4 of 153 comments (clear)

  1. I feel MUCH safer now! by hyades1 · · Score: 5, Insightful

    These are the same idiots who are putting surveillance cameras everywhere, fingerprinting and taking DNA samples from musicians who are simply visiting the UK to play in a few clubs (then denying them entrance because the clubs hadn't paid a fee and agreed to report on them), and generally acting like fascists.

    They're great at grabbing reams of private information they would have no right to if Britain were still a free society. Protecting it from unauthorized access? Not so much.

    Goddamn wankers!

    --
    I've calculated my velocity with such exquisite precision that I have no idea where I am.
  2. Re:Tell me... by canipeal · · Score: 5, Insightful

    why didn't they just encrypt the disks? If it's supposed to be sensitive information, store it securely!

    Because that would require common sense and competence.

  3. Re:Damned if you do... by MichaelSmith · · Score: 5, Insightful

    How sick would a person have to be to be incapable of disloyalty?

  4. Re:please explain by Tom · · Score: 5, Insightful

    They're humans just like the rest of us?

    The list mentioned in the summary is probably from the topics/questions asked about.
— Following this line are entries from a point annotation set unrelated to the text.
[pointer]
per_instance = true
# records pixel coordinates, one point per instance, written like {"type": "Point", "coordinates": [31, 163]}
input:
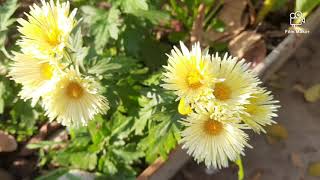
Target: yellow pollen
{"type": "Point", "coordinates": [53, 37]}
{"type": "Point", "coordinates": [194, 79]}
{"type": "Point", "coordinates": [251, 108]}
{"type": "Point", "coordinates": [212, 127]}
{"type": "Point", "coordinates": [74, 90]}
{"type": "Point", "coordinates": [222, 91]}
{"type": "Point", "coordinates": [46, 71]}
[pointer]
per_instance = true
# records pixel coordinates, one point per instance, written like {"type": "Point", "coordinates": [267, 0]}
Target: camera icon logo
{"type": "Point", "coordinates": [297, 18]}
That doesn't mean that everyone of the subjects - or even just one of them - has an affirmative answer in all of them. I suspect the truth is rather boring, with one officer having done some drugs in his youth, a different one having an affair, a third one preferring professionals, several with completely clean sheets, someone with a conviction for some minor (but criminal) stuff done before he joined the force, etc.

    If you have to lay open your entire history - and background checks work like that - then it's very unlikely that you would find enough people with perfectly white shirts in the entire commonwealth to staff even one airforce base.